It warms my heart when Olympic athletes unashamedly proclaim their love, gratitude and devotion to The Most High while under the glare of worldwide media spotlights.
The Savior instructed his followers to share their faith with others.
In Romans we read, “That if thou shalt confess with thy mouth the Lord Jesus, and shalt believe in thine heart that God hath raised him from the dead, thou shalt be saved. For with the heart man believeth unto righteousness; and with the mouth confession is made unto salvation. For the scripture saith, Whosoever believeth on him shall not be ashamed.” (Romans 15:9-11)
Within minutes of winning the gold in what I consider to be the most thrilling swim race of all time, Simone Manuel immediately proclaimed “All glory to God” when an NBC microphone was thrust in front of her.
The world’s fastest human, Usain Bolt, took a moment to kneel in gratitude on the track after winning the 100 meters. He then quickly returned to his playful antics with the crowd, media and competitors.
Steele Johnson, half of the U.S. men’s gold medal-winning synchronized diving duo, shared his faith and devotion to Jesus Christ in his interview before talking about the pressure and performance of his specialty.

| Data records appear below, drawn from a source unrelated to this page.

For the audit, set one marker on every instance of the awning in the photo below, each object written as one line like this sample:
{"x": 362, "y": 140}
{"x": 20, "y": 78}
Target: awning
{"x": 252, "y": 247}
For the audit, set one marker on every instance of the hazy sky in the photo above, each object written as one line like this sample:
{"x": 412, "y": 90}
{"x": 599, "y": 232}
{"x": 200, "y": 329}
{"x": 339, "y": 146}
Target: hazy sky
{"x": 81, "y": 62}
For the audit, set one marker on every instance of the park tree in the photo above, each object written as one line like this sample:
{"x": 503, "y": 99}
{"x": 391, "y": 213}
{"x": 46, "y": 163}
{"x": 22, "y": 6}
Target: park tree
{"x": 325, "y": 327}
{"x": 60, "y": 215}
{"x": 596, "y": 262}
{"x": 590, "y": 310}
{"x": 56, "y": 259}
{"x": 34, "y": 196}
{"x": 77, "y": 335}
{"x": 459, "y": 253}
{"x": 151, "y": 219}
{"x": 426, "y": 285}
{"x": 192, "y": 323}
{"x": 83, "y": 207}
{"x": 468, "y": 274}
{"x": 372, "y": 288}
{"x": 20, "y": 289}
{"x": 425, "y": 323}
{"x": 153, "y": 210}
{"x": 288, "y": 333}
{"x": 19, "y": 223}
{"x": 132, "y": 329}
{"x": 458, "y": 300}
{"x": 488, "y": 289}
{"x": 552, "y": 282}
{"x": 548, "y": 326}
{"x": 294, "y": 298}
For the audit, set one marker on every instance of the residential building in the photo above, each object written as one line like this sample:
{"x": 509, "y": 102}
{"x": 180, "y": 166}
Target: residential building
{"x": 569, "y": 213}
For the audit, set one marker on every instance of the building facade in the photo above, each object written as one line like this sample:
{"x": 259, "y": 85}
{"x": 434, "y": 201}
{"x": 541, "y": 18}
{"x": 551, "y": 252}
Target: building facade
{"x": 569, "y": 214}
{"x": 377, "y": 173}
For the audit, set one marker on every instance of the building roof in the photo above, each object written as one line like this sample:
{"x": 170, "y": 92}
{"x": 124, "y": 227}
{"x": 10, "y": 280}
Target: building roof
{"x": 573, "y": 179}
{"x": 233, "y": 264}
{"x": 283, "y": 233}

When the humble Wayde van Niekerk of South Africa smashed a 17-year-old Olympic and world record, he prayerfully knelt a few steps later to express his gratitude.
After struggling for two years following the 2012 London Olympics, gold-decorated Michael Phelps found peace within by turning his heart to his Lord and Savior.
Phelps credits Pastor Rick Warren’s book “The Purpose Driven Life” with giving him hope.
There are those who criticize these athletes for showboating and making private matters public when they express their faith.
I am confident these criticisms are of no concern to these athletes, but their comments often push sportscasters, fans and others into zones of uneasiness.
I have yet to see a television, radio, or newspaper reporter ask a follow-up or clarifying question when an athlete declares his or her faith. And I am confident I never will.
The Lord clearly directs members of His restored church on this matter. “Behold, I sent you out to testify and warn the people, and it becometh every man who hath been warned to warn his neighbor.” (Doctrine and Covenants 88:81)
Why is it that for some of us it is so difficult to proclaim our love and devotion to Him who created all and made it possible for us to live forever?
I too often take the path of least resistance, frequently couching my thoughts in the phrase, “Just set a good example.”
If my friends and associates have questions about my beliefs and faith, they can simply ask and I will willingly share my thoughts on the subjects at hand.
But does the Lord expect more of me than that?
I am confident the answer is a resounding “Yes!”
Experience has taught me that whenever I step out of my comfortable “If you have questions, just ask” bubble, wonderful things happen and my perceived fears become unfounded. People who are truly interested appreciate sincere thoughts.
I know when I follow that path my faith increases and I trust it helps others to rely more upon the Almighty.
Congratulations to all the Olympic champions, especially those who champion Him who died on Calvary. Keep spreading the good word.
Roberts is a former LDS bishop of the Tooele 6th Ward.